Manolo Jiménez observó el reto y le pareció atractivo por su compejidad. Le sedujo volver al trabajo, pero sobre todo salvar al Real Zaragoza de un descenso casi cantado cuando le contrataron. Hoy, el viaje a Segunda tiene letra y música funerarias y el técnico se niega a vestirse de luto para la ocasión pese a que es consciente de que maneja una plantilla con la moral y el fútbol en rigor mortis.

En el caso de que obrara el milagro de la permanencia, lo que obligaría a una contextualización del santoral y posiblemente del Nuevo Testamento, ¿qué futuro le esperaría? Por pasos: paseo a hombros por La Romareda; ducha en el vestuario; Dios no quiera que una vuelta por la ciudad en bus al estilo Marcelino; elogios que para sí los hubiese querido Antoñete tras una tarde gloriosa en Las Ventas y la renovación. Su prestigio a nivel nacional e internacional crecería como la espuma...

Aquí nos detenemos. En la ola de la cresta del cumplimiento de esa hipotética ilusión. Jiménez se juega más de lo que parece. Con Agapito Iglesias, los entrenadores tienen dos destinos: la desaparición del mercado y de los focos o el fracaso pretérito. Víctor Fernández, Garitano, Irureta, Villanova, Garitano, Gay-Nayim, Marcelino y Javier Aguirre se han repartido un futuro estigmatizado por su relación con el propietario. De todos ellos, Víctor pasó por un Betis de Segunda donde fue destituido y Marcelino por el Racing y el Sevilla, que también le despidieron. A El Vasco será difícil verle durante algún tiempo por esos campos.

Si el Real Zaragoza baja, que parece lo más probable, Jiménez lo hará con la misma dignidad profesional en su currículum que el equipo.

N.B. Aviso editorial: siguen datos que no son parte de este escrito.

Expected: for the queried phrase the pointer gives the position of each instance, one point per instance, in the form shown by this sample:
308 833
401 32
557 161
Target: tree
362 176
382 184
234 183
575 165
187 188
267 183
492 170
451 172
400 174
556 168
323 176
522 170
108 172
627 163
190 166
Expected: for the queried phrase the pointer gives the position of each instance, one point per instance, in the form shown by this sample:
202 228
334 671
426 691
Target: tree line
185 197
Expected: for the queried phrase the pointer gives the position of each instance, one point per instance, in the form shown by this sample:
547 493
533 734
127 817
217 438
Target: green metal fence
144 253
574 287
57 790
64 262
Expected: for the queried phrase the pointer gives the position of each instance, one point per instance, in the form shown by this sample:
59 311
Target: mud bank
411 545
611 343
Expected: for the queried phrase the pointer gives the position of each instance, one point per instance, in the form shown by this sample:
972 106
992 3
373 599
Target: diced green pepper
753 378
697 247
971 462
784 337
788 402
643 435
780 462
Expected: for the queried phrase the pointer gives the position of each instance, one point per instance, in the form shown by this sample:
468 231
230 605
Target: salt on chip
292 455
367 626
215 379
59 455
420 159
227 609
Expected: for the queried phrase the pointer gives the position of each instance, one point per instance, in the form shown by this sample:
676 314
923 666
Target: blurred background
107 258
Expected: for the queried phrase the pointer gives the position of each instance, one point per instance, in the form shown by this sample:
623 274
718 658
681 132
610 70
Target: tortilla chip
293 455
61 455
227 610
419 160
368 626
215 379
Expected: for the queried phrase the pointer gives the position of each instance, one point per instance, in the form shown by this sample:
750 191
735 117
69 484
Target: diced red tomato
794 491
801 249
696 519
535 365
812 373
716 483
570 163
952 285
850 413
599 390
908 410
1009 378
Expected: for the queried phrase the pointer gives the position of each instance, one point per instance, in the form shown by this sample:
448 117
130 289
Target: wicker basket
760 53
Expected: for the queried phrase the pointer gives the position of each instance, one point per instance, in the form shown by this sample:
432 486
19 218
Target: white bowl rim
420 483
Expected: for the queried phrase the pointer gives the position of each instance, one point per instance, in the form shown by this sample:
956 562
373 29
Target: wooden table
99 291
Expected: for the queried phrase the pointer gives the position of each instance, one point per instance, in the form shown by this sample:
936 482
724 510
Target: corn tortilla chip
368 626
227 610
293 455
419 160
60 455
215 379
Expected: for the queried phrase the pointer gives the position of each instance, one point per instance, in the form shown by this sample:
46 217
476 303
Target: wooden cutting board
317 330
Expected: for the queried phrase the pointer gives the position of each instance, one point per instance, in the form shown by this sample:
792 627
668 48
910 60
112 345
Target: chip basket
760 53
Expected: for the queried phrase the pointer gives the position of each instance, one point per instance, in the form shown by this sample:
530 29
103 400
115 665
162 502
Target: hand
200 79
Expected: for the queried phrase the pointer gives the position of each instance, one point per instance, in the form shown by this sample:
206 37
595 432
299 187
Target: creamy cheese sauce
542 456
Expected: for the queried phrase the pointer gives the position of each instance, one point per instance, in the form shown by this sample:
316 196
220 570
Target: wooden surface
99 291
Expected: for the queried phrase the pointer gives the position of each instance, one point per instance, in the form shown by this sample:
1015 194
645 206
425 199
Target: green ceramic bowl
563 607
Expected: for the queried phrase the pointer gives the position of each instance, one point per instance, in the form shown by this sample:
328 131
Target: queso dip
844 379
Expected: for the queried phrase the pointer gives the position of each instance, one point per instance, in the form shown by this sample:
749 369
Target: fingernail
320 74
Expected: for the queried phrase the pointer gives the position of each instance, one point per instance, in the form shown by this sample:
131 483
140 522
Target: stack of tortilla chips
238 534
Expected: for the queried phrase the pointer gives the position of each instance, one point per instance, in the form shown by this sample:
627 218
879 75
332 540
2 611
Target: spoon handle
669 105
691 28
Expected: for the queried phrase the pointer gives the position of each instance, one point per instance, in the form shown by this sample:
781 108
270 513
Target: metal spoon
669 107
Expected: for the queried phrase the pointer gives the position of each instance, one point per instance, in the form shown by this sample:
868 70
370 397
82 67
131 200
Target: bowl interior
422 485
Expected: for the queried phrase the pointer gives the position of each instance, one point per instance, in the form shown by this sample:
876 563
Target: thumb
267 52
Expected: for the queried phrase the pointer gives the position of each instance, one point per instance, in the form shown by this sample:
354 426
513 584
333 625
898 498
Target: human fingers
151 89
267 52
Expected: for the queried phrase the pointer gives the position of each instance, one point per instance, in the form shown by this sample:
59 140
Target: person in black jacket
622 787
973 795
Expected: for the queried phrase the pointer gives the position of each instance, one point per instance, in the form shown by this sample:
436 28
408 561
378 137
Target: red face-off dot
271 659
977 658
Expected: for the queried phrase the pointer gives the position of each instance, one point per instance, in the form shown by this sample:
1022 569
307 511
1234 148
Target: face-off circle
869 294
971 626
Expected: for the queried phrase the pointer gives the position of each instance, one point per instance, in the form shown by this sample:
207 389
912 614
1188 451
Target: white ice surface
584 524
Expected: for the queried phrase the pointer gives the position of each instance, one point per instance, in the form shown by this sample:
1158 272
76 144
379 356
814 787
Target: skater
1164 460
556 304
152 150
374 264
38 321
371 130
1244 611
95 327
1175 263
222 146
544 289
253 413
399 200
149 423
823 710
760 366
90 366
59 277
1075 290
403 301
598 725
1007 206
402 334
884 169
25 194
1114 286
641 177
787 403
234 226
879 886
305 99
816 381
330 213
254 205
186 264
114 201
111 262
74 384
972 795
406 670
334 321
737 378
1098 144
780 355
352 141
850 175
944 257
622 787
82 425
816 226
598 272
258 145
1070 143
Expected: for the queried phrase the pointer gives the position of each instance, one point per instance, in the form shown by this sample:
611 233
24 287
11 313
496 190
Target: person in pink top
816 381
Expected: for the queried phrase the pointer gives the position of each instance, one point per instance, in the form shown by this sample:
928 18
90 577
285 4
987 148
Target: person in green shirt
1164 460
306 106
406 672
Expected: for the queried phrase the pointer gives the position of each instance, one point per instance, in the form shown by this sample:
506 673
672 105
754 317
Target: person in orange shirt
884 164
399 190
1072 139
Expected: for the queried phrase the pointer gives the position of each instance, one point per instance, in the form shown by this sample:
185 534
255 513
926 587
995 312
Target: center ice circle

Elogiable si lucha hasta el final y lastimosa si se confirma con un mes de antelación. Lo sabe. Lo que ignora quizás es que tras la fiesta de esa remota permanencia, su porvenir está escrito. La próxima temporada, para el mes de enero aproximadamente, Agapito le cambiará por otro como es su costumbre. Así, el entrenador no pelea solo contra un imposible, sino contra dos.